Prioritize your values and your work flow, manage your e-mail, hire help, don’t overschedule

By Maureen Halushak | Mid-February 2007

When Terry Zavitz decided to become more active in Advocis two years ago — joining both her local and then the national board of directors — she knew something had to give. The advisor and president of London, Ont.-based Terry Zavitz Insurance Inc. already had a jam-packed schedule.

A typical day would find Zavitz at the gym by 6:30 a.m., behind her desk at 8:15 a.m. and at the office until 7 p.m. Her days didn’t end there. She had weekly choir rehearsals, sat on several community boards and was about to start training for a mountain-climbing expedition. (She climbed the Uhuru Peak of Mount Kilimanjaro in December 2005, and plans to scale Peru’s Machu Picchu this October.)

“More than once, I felt that I just didn’t know how I was going to pull everything together,” says Zavitz, the mother of three grown children. She decided to scale back her involvement in the community in order to take on her new roles with Advocis. “The industry needed representation, and I wanted to have a voice,” Zavitz says. “It was a difficult decision, and I still miss my community work.”

In committing to Advocis, Zavitz put the single most important element of time management into play: prioritization. “If we’re not clear on what is really important, we can overload our lives,” says Peggy Grall, a business coach in Milton, Ont., and author of Just Change It!She notes that advisors are prone to biting off more than they can chew.

“Advisors are entrepreneurs, and that personality type loves to generate new ideas and take on multiple projects,” Grall says. “They may find themselves with too many balls in the air and not enough time to follow through with each one.”

Sound familiar? Like anything in life, there’s no silver bullet solution for an unmanageable schedule. However, prioritizing your values, your work flow and how you spend your spare time can buy back some much needed breathing room.


When time-starved clients first visit Grall, she asks them to rank what they value most in their lives aside from work — be it family and friends, spiritual activities or even going to the gym. Those priorities remain top of mind as the client creates a monthly schedule. “You need to schedule your big values first,” says Grall.

While a nine-to-five workweek may be non-negotiable, she maintains that it’s just as important to block out time for family commitments, a night out with friends or your favourite spin class.

“Advisors often tell clients to pay themselves first. The same principle applies when it comes to time management,” says Eileen Chadnick, certified coach and founder of Toronto-based Big Cheese Coaching. “If you don’t carve out your priorities, you’ll get interrupted.”

Aside from your top priorities, Chadnick also advises scheduling some “white space” into every day. Zavitz, who keeps her daily planner on her BlackBerry, agrees. “I schedule personal time right into my planner.
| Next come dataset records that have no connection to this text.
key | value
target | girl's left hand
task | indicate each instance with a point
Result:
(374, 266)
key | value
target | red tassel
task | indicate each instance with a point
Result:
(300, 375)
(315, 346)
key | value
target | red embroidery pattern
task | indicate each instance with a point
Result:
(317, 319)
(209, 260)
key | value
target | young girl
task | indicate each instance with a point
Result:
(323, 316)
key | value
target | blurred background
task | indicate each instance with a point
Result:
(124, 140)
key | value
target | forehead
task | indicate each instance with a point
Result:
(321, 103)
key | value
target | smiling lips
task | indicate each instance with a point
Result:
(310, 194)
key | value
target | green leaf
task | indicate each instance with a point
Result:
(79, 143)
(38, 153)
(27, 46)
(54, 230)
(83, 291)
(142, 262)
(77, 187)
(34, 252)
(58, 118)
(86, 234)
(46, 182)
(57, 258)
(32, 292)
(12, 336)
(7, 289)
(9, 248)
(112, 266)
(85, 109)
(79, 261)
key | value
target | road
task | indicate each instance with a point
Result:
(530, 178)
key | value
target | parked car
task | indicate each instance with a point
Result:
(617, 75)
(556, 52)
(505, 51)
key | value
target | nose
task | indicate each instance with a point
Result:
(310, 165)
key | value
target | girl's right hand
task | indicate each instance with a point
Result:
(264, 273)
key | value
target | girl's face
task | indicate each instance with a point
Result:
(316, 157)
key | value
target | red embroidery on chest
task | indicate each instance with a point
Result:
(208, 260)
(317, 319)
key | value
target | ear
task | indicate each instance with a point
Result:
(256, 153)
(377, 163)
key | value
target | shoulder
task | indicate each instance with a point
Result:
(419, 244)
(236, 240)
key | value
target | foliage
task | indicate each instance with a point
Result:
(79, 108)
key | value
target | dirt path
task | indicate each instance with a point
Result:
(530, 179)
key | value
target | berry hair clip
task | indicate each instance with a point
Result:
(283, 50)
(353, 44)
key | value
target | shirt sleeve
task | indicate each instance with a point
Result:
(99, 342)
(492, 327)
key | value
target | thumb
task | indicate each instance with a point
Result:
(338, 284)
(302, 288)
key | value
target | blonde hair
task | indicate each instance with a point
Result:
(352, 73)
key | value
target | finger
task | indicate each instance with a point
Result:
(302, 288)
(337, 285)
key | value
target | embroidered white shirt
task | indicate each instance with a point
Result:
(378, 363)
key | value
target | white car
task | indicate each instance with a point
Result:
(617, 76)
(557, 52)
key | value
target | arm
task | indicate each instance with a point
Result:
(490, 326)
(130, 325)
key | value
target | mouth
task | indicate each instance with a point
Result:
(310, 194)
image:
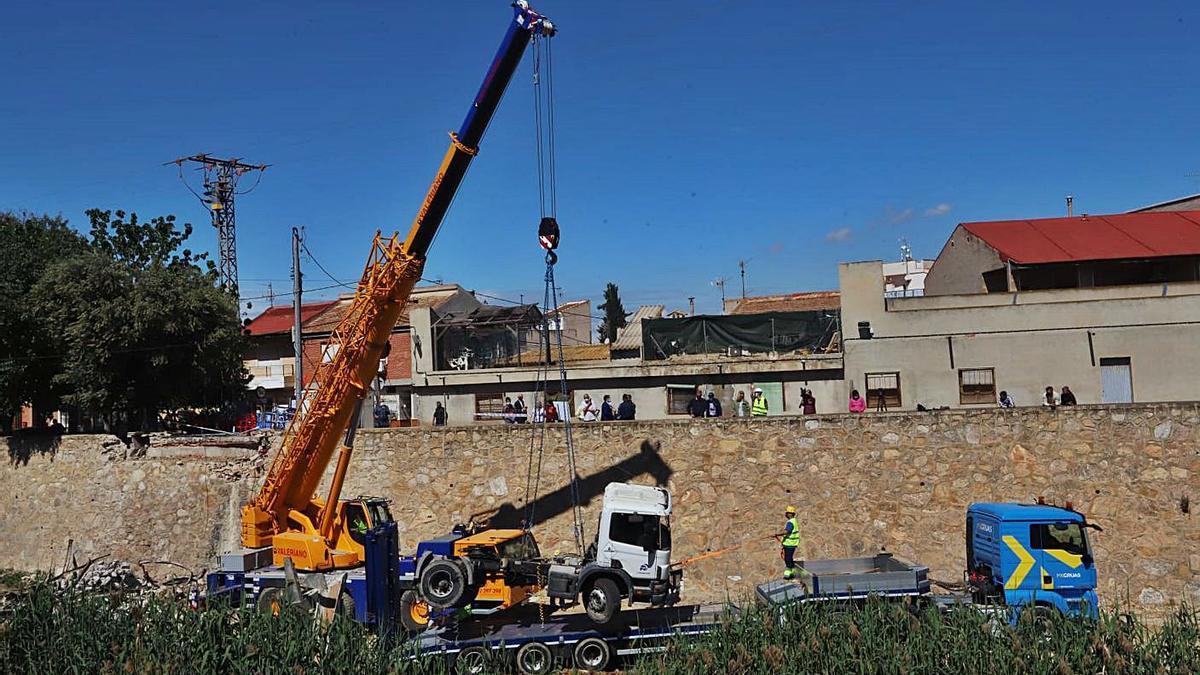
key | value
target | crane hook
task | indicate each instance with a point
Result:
(547, 237)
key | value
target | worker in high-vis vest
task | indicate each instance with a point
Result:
(759, 404)
(789, 539)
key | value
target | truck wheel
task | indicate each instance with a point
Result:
(534, 658)
(592, 653)
(270, 599)
(603, 601)
(414, 614)
(443, 584)
(473, 661)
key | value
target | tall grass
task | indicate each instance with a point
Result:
(45, 629)
(889, 638)
(52, 631)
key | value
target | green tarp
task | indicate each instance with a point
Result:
(738, 334)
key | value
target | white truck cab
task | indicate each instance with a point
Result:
(630, 557)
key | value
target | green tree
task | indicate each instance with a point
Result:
(615, 315)
(29, 351)
(143, 324)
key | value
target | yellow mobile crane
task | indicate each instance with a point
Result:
(325, 533)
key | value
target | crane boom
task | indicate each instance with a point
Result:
(286, 513)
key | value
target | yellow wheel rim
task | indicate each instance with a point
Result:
(419, 613)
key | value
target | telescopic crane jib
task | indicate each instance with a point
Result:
(321, 533)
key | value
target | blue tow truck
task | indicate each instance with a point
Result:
(1019, 557)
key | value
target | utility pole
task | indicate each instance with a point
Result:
(720, 284)
(220, 186)
(297, 290)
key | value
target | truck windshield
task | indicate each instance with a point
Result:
(379, 513)
(1059, 536)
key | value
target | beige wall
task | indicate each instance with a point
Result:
(960, 264)
(651, 400)
(1031, 339)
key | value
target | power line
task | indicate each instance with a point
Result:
(331, 278)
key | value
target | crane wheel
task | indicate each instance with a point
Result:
(592, 653)
(473, 661)
(443, 584)
(414, 613)
(603, 601)
(534, 658)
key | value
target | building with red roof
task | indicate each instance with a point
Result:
(1068, 252)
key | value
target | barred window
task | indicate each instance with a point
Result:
(977, 386)
(678, 399)
(882, 390)
(489, 407)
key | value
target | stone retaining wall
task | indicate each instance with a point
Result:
(863, 483)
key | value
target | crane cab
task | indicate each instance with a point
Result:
(311, 551)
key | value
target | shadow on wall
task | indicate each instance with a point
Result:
(24, 446)
(646, 463)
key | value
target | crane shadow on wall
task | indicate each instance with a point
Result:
(646, 463)
(24, 446)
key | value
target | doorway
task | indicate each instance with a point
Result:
(1116, 380)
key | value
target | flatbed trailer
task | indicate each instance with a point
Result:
(847, 579)
(531, 644)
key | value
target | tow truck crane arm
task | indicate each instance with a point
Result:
(286, 513)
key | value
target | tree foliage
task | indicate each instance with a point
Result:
(29, 244)
(615, 315)
(136, 321)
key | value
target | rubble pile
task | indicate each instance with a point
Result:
(108, 575)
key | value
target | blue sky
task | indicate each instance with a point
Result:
(690, 135)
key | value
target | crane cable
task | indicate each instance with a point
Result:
(547, 204)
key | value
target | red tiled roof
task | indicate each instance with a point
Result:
(790, 303)
(279, 318)
(1092, 238)
(567, 308)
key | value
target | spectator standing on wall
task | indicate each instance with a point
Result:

I don’t deny myself that,” she says. “If I have a hair appointment in the middle of the afternoon, it becomes part of my day.”

Of course, you know what they say about the best-laid plans. “Every schedule needs to be course-corrected,” says Grall, who recommends reviewing it at the end of every week to identify what scheduling tactics worked and what didn’t — such as allowing yourself five minutes to drive across town between appointments.

“Overscheduling ourselves is a common mistake,” says Chadnick, noting that being in a constant rush is a huge energy drain. “We need to allot every activity a realistic amount of time.”


Once you’ve penned your big-picture priorities into your planner, it’s time to take a long, hard look at how you spend your time in the office.

If you haven’t already segregated your book, do so, advises Grall. “If you can categorize and prioritize your client base, you’ll end up spending your time where it’s most valuable,” she says.

Hire a junior advisor to look after lower-priority clients you don’t want to lose, and bring in an administrative assistant to take care of the tasks you’d rather not do. “Don’t worry about the money, you’ll earn it back,” says Zavitz, who manages one of the largest blocks of disability insurance in southwestern Ontario — with the help of a team of 13.